It’s more about the total area of texture your entire project uses (no matter if it’s split in many small textures or a few large ones). Also, textures with high dynamic range like HDRIs and 32-bit displacement maps are much heavier. But really, textures are not a problem for performance until your scene gets past the amount of Vram on you gpu (look at the memory stat in the top bar when rendering). Only then would you need to start reducing and optimizing textures.
Linked duplicates, also called instances, are really useful for creating heavy scenes (I have managed scenes in the billions of triangles with barely any render time hit). If you try subdividing the default cube until it’s over a million triangles and then duplicate it with shift+d, that will kill your performance really quick. But if you duplicate it with alt+d, each new instance will have a small impact and you will be able to have possibly hundreds on screen. That’s because the mesh is stored in memory only once. I must add that this memory saving effect only works if the instances have no modifier on them, as modifiers force each instance to be different from each other and they will be stored individually.
An other tip: when instancing lots of really heavy objects, set their viewport display to bounding box, so the object doesn’t have to be fully displayed in the viewport, this will allow better viewport performance.

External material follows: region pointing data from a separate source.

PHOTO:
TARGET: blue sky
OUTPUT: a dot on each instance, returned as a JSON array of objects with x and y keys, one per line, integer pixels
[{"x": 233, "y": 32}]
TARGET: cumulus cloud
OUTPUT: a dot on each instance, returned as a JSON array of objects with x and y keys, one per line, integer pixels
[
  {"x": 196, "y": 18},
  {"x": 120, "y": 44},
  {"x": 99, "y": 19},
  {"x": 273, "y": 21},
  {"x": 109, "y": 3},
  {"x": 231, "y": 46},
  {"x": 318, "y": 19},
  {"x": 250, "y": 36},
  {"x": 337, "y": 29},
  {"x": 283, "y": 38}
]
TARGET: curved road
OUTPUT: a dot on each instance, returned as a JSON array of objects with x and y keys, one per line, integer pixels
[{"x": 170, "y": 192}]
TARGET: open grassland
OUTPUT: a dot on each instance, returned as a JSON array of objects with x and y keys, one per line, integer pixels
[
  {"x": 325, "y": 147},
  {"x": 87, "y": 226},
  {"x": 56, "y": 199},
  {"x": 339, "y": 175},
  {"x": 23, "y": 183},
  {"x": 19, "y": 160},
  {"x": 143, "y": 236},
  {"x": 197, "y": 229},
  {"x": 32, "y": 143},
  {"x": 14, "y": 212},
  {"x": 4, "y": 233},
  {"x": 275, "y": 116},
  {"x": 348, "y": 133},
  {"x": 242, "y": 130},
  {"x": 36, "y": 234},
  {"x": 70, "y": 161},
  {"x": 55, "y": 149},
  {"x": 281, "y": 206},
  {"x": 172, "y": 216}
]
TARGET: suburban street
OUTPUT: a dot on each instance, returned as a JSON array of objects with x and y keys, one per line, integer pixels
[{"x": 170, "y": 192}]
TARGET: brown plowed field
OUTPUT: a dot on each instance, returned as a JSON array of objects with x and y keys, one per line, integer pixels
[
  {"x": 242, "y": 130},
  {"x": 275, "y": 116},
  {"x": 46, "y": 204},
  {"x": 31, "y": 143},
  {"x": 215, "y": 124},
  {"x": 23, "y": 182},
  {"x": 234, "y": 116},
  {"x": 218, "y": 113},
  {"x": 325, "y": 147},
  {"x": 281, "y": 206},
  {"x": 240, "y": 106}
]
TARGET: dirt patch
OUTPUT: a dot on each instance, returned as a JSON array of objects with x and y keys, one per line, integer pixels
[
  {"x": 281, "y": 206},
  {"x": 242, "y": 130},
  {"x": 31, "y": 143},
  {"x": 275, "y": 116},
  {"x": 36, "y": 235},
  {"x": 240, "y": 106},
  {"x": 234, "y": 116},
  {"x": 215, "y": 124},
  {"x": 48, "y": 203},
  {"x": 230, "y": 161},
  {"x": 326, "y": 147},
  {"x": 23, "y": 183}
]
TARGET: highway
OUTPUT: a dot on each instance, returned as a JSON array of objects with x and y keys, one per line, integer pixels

Cycles will have no problem displaying everything, because ray tracers handle polygons really well. The thing they fear is complex materials and lighting, especially if they take a large part of the screen.
Particle systems also use instances and have the advantage that you can turn them off in the viewport to save on performance, so they are perfect for large grass fields or tree leaves.
I have a tip that helps with denoising. Well, maybe not so much for the render time, but the quality level will be better.
1-Render your scene at 200% resolution. You can reduce your samples so it takes the same amount of time it did previously.
2-Denoise and save the image, still at double resolution. This will allow the denoiser to better capture the fine details and textures. Also, I recommend using open image denoise for a final render. Set its prefiltering to “none” if it works in your scene, but if there is still noise set it to accurate.
3-Open the saved render in an image or video editing software and reduce it back to its intended resolution. The image will look more crisp and detailed than it would normally have. I don’t recommend doing that step with Blender, as it has pretty bad filtering when rescaling an image.
In Blender 3.2, a new feature is getting included which allows individually chosen transparent objects to cast caustics. This will allow for more realistic and less noisy underwater scenes.
In the future, the devs have mentionned eventually adding path guiding. This will allow light rays to be sent in directions that are more useful and clear noise faster (if I understand correctly).